1. Ocean Thermal Energy Conversion (OTEC)

From the ocean's floor to its surface, thermal differences occur. OTEC processes involve the use of heat exchangers. The most successful OTEC plants use what is called an open-cycle system. What this does is take in warm water and compress it. Since the laws of physics dictate that when pressure increases so does temperature, the result of compressing the water results in it boiling. As the steam escapes from the now boiling sea-water, it is directed through a pipe where it will power a turbine. As the water vapor cools and condenses, it is reintroduced to the ocean where it continues to cool. OTEC works well in areas of low latitudes (i.e. the tropics) since the water is already quite warm.

2. Wave Power

In response to the gravitational pull from the Moon, the ocean's waves are constant. This makes them a potentially powerful source of renewable energy. Although the researchers of the world have not yet established a working wave farm, there are definitive plans for such a venture.
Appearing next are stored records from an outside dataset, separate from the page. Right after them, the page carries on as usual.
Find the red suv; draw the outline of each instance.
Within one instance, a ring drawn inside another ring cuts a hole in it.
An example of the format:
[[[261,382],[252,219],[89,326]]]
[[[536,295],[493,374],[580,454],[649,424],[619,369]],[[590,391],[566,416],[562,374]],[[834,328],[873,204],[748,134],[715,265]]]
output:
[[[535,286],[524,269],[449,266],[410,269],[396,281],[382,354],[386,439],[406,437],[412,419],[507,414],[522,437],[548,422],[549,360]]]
The concept behind wave power is to harness the up and down motion of the crests and troughs of each wave cycle. This would be accomplished by setting a buoy in the water that is connected to an onshore turbine or generator. The mechanical energy would then be used to power a turbine. The extreme variability of waves, combined with surface winds, proves a formidable challenge to the development of wave power as a renewable energy source.

3. Tidal Power

Much like wave power, tidal power also makes use of vertical motion. However, instead of energy being stored from each wave, the changing water depths that occur with tides are the source. In order to store tidal energy, a barrage must be constructed across the expanse of a body of water such as an estuary. Much like a hydroelectric dam, a barrage is a series of compartments and locks through which the water flows. The barrages are designed such that they can control how much water is flowing through at one time, and therefore, how much potential energy is stored.

Conclusion:

Non-emitting renewable energy sources are fast becoming a necessity. The use of such hydroelectric power systems is now yet widespread, and there are considerable obstacles that must be overcome. However, the cost associated with starting up these power plants is a major deterrent. Until these technologies are more widely used and can produce cost-effective energy, the world will continue to consume its ever- diminishing supply of fossil fuels.